The function Try(n,k) determines what will happen when k are sent from the remaining n. If the smuggler will make at least as much from stealing the k as from taking a commission of 1 plus whatever the smuggler would earn from the merchant's strategy for n-k, then the smuggler will steal. Otherwise he won't.

We can define the value of Try(n,k) thusly:
If k >= [1 + Smuggler(n-k)], then the smuggler will steal the k. The merchant will deliver (n-k)/2 more to Zurich than he has already received and the smuggler will receive the k he has stolen in addition to whatever he has received as commission.

Otherwise, the smuggler won't steal. The merchant will then deliver k-1 on the current trip plus the value of Merchant(n-k). The smuggler will gain 1 for this trip plus the value of Smuggler(n-k).

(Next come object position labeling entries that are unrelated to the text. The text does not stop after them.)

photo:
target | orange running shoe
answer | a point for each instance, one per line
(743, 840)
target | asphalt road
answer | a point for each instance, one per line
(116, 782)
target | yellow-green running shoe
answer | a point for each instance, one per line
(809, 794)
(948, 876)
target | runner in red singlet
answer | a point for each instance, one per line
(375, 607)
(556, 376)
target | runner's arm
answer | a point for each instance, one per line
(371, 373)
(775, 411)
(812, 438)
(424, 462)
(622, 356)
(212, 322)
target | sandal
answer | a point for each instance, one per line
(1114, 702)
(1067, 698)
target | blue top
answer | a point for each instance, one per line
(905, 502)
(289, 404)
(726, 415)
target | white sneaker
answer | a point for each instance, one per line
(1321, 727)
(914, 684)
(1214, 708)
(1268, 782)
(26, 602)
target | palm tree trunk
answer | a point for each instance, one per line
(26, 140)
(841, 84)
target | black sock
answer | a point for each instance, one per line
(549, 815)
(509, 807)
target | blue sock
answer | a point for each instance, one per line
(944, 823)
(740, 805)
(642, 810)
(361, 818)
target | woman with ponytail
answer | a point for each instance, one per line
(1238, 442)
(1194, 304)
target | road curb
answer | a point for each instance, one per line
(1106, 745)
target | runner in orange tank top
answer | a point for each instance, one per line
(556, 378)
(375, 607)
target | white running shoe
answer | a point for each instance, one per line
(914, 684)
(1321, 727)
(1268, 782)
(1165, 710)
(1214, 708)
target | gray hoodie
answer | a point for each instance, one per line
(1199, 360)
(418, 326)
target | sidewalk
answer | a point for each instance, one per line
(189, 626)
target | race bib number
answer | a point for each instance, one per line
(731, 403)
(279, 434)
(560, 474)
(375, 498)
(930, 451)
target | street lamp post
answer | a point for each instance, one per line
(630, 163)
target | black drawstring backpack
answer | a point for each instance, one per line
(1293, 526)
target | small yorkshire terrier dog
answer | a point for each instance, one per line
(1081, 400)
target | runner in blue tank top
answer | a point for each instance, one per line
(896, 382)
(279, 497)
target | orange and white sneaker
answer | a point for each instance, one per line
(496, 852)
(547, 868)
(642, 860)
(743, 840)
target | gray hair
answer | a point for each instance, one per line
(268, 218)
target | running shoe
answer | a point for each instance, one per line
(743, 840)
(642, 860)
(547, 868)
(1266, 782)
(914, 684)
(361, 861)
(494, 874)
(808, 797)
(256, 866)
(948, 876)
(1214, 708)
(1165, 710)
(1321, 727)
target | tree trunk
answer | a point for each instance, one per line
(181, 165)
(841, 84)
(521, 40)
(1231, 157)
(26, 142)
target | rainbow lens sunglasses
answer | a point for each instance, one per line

We can set Merchant(0) = 0 and Smuggler(0) = 0, and also Merchant(1) = 0 and Smuggler(1) = 1 (because Harout will send his last coin with Jack if Jack has been honest up to that point).

Then we can build upwards from there. Suppose we have computed Merchant and Smuggler for inputs up through n-1. To figure out what the merchant should do when he has n coins and the smuggler has been honest up to that point, imagine that the merchant evaluates Try(n,k) for every k from 1 to n-1. The merchant then chooses the value of k that is best for him and chooses that as his next lot.

That reasoning generates an optimal division of lots. For example, with 12 coins initially, the lots would be 4, 3, 2, 2, 1. Jack will deliver the 4, the 3, and the first 2, but won't deliver the second 2, so Harout will send the last value by insured carrier.